Ouvindo-se “As Rosas não falam”, a comparação com um músico erudito não parece exagerada, o que ratifica em carta medida a percepção manifestada por Chico. Quem conhece o "Vocalise, Op.34,Nº14", do compositor, maestro e pianista russo Sergei Rachmaninoff talvez nunca tenha percebido a semelhança da melodia desta com a música de Cartola. Não que o sambista não pudesse admirar algo deste tipo – pelo contrário, tinha sensibilidade musical suficiente para tal.
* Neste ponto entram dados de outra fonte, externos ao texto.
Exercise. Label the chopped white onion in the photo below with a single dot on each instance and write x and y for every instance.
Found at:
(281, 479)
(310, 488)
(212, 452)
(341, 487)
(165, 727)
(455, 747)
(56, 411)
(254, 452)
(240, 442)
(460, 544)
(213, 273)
Mas é bastante improvável que tenha se inspirado em Rachmaninoff ou mesmo escutado a peça – repetindo-a inconscientemente ou “chupando-a” conscientemente – antes de inventar os acordes deste samba. Proposital ou não, é-lhe elogiável. O arranjo, o qual conta novamente com a flauta de Carrilho, favorece o brilhantismo cristalino da melodia e da harmonia. E o que dizer da riqueza literária desses versos: “Queixo-me às rosas, que bobagem/ As rosas não falam/ Simplesmente as rosas exalam/ O perfume que roubam de ti, ai”?

“Sei Chorar”, de ritmo animado mas de letra igualmente sobre um amor desiludido, abre caminho para mais uma genial: “Ensaboa”. Lundu em dueto novamente com Creusa, se situa entre a reverência à linguagem ancestral africana, repetindo os cantos de trabalho das lavadeiras rurais, e a poesia modernista, no emprego fonético da sintaxe, no ritmo interno das palavras e na abordagem social do tema central. Marisa Monte também gravaria essa nos anos 90 numa linda versão em que lhe intensifica o aspecto rítmico. Finalizando o disco mais um clássico: “Cordas de aço”. Metalinguística, é a simbiose entre emoção e técnica, entre artista e sua arte. “Ai, essas cordas de aço/ Este minúsculo braço/ Do violão que os dedos meus acariciam/ Ai, esse bojo perfeito/ Que trago junto ao meu peito/ Só você, violão, compreende porque/ Perdi toda alegria”.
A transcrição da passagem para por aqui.